Paulo Chagas / Paulo Duarte / João Madeira: “Imaginary Folk Songs” (Zpoluras Archives)
E eis mais um álbum resultante deste período de confinamento. Cada um dos três músicos (Paulo Chagas em flauta e clarinetes sopranino e baixo, Paulo Duarte nas guitarras eléctrica e acústica e João Madeira no contrabaixo) compôs dois temas e gravou as suas partes em casa, improvisando sobre as estruturas pré-definidas, com Chagas a fazer a mistura final. Para esse efeito, estabeleceram dois planos: nuns casos ouvimos um dos instrumentos a solo com os outros a acompanharem, numa quase (porque menos hierárquica) clássica configuração jazzística, e noutros são três os solos combinados, remetendo-nos até, indirectamente, para os conceitos harmolódicos de Ornette Coleman. As premissas da reunião são duas: que as peças tenham a forma da canção, apesar de não haver canto, e que essa forma tenha as características do folclore, ou seja, da música popular com raízes na tradição. Folclore imaginário, como diz o título, neste aspecto introduzindo outra subtil referência, a do Workshop de Lyon, grupo fundado na França da passagem da década de 1960 para a de 70 pelo já desaparecido Maurice Merle (foi depois substituído na liderança do projecto por Jean Aussanaire) que contou com os préstimos de figuras como Louis Sclavis, Jean Bolcato e Christian Rollet.
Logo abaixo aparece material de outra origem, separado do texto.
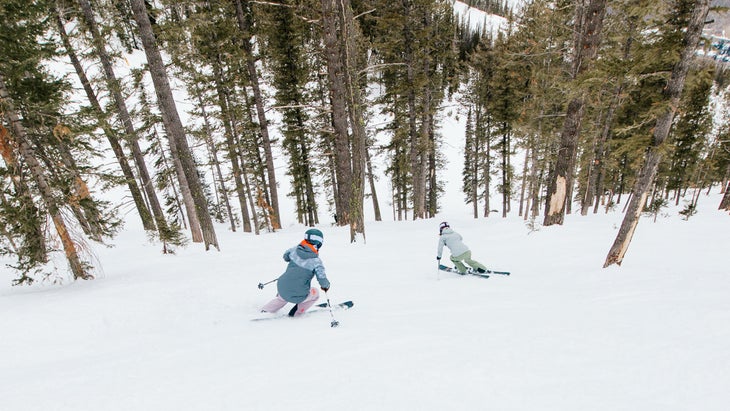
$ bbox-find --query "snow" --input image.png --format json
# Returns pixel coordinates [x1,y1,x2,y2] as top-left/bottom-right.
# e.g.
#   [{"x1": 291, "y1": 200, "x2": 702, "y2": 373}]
[
  {"x1": 0, "y1": 169, "x2": 730, "y2": 411},
  {"x1": 5, "y1": 1, "x2": 730, "y2": 411}
]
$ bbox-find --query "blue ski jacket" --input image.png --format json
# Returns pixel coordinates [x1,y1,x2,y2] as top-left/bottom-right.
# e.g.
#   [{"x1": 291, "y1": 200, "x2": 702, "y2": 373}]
[{"x1": 276, "y1": 241, "x2": 330, "y2": 304}]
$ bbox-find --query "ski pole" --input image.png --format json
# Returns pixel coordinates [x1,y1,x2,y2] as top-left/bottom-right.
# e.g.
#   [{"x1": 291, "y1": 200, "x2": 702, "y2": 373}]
[
  {"x1": 259, "y1": 278, "x2": 278, "y2": 290},
  {"x1": 324, "y1": 290, "x2": 340, "y2": 327}
]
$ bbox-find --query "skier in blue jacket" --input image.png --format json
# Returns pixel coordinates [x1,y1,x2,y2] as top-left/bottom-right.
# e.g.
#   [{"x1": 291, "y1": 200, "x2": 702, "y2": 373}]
[
  {"x1": 436, "y1": 221, "x2": 487, "y2": 274},
  {"x1": 261, "y1": 228, "x2": 330, "y2": 317}
]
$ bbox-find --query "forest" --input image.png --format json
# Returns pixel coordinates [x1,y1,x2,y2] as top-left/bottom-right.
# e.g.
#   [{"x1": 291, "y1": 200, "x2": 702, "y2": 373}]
[{"x1": 0, "y1": 0, "x2": 730, "y2": 284}]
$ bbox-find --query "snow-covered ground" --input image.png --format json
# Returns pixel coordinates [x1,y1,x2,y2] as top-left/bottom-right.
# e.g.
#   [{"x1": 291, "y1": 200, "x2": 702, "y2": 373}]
[
  {"x1": 0, "y1": 178, "x2": 730, "y2": 411},
  {"x1": 0, "y1": 1, "x2": 730, "y2": 411}
]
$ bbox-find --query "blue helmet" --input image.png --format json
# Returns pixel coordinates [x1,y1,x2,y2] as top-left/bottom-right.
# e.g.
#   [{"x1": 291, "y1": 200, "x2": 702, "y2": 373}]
[
  {"x1": 304, "y1": 228, "x2": 324, "y2": 250},
  {"x1": 439, "y1": 221, "x2": 449, "y2": 234}
]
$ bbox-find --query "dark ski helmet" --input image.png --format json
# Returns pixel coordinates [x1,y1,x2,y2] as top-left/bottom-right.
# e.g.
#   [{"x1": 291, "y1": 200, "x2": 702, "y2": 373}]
[{"x1": 304, "y1": 228, "x2": 324, "y2": 250}]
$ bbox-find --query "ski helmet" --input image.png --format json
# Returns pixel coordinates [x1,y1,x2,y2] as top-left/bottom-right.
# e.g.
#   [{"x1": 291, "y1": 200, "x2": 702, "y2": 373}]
[{"x1": 304, "y1": 228, "x2": 324, "y2": 250}]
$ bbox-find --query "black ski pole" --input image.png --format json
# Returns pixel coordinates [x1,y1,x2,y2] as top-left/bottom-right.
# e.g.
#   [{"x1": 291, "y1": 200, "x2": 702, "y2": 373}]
[
  {"x1": 259, "y1": 278, "x2": 278, "y2": 290},
  {"x1": 324, "y1": 291, "x2": 340, "y2": 327}
]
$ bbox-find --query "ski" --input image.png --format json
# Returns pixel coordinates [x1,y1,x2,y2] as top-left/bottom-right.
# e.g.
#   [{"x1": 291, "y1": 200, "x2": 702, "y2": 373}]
[
  {"x1": 439, "y1": 264, "x2": 509, "y2": 277},
  {"x1": 439, "y1": 264, "x2": 489, "y2": 278},
  {"x1": 251, "y1": 301, "x2": 354, "y2": 321},
  {"x1": 315, "y1": 301, "x2": 354, "y2": 310}
]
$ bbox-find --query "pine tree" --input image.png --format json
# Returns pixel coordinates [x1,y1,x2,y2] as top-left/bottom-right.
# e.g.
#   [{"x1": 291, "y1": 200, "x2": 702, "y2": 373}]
[{"x1": 604, "y1": 0, "x2": 710, "y2": 267}]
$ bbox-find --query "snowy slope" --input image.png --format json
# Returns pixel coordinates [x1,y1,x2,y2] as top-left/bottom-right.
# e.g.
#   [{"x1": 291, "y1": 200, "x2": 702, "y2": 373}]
[{"x1": 0, "y1": 188, "x2": 730, "y2": 411}]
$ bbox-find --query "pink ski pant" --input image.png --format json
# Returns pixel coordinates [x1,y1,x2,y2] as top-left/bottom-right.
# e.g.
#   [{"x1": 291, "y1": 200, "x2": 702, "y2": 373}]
[{"x1": 261, "y1": 288, "x2": 319, "y2": 316}]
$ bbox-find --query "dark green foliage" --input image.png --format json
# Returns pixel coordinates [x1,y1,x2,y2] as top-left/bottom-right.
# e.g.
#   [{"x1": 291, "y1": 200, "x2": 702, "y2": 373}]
[{"x1": 0, "y1": 1, "x2": 121, "y2": 283}]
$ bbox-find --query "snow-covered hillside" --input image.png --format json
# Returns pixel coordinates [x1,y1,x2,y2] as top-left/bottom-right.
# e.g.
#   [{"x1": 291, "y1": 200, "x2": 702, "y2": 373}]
[{"x1": 0, "y1": 185, "x2": 730, "y2": 411}]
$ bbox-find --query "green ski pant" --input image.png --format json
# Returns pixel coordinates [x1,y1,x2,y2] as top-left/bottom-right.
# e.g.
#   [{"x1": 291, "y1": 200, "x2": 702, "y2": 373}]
[{"x1": 451, "y1": 251, "x2": 487, "y2": 273}]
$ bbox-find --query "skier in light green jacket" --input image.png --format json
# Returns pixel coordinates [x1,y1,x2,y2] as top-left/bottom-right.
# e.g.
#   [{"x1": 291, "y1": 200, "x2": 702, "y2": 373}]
[{"x1": 436, "y1": 221, "x2": 487, "y2": 274}]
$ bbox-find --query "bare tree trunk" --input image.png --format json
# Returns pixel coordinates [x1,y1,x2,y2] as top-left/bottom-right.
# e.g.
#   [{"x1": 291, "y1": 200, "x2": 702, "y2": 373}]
[
  {"x1": 517, "y1": 146, "x2": 532, "y2": 216},
  {"x1": 365, "y1": 150, "x2": 383, "y2": 221},
  {"x1": 543, "y1": 0, "x2": 606, "y2": 226},
  {"x1": 484, "y1": 116, "x2": 492, "y2": 218},
  {"x1": 603, "y1": 0, "x2": 710, "y2": 268},
  {"x1": 718, "y1": 181, "x2": 730, "y2": 211},
  {"x1": 131, "y1": 0, "x2": 219, "y2": 250},
  {"x1": 338, "y1": 0, "x2": 367, "y2": 242},
  {"x1": 212, "y1": 56, "x2": 251, "y2": 233},
  {"x1": 195, "y1": 84, "x2": 236, "y2": 233},
  {"x1": 55, "y1": 3, "x2": 156, "y2": 230},
  {"x1": 0, "y1": 73, "x2": 94, "y2": 280},
  {"x1": 0, "y1": 122, "x2": 48, "y2": 263},
  {"x1": 76, "y1": 0, "x2": 168, "y2": 240},
  {"x1": 321, "y1": 0, "x2": 354, "y2": 229},
  {"x1": 234, "y1": 0, "x2": 281, "y2": 230}
]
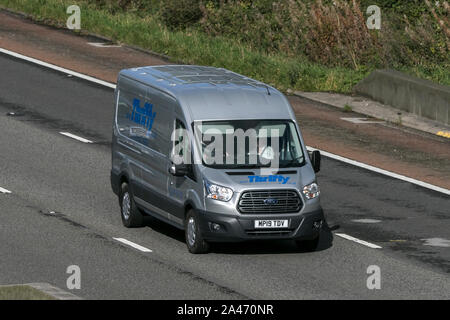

Mas não, quem procurar em “Imaginary Folk Songs” uma fusão jazz/folk ou algum tipo de etno-jazz estará ao engano. Trata-se, isso sim, de uma introjecção na moldura do jazz de materiais – melódicos, sobretudo – que, com outro tratamento, poderiam ser folclóricos de facto, ainda que não nos circunscrevam numa geografia em particular. Virá, daí, talvez, o facto de as faixas terem nomes em várias línguas. Aliás, os resultados mostram particulares afinidades com o jazz de câmara, e não apenas porque não existe uma bateria. O trabalho dos clarinetes e da flauta, bem como o do contrabaixo, frequentemente tocado com arco, lembra-nos por vezes o Berio das “Sequenzas” ou um Lachenmann, com a guitarra fortemente processada a tecer envolvimentos orquestrais. Pois aqui está música da boa, feita na sala-de-estar.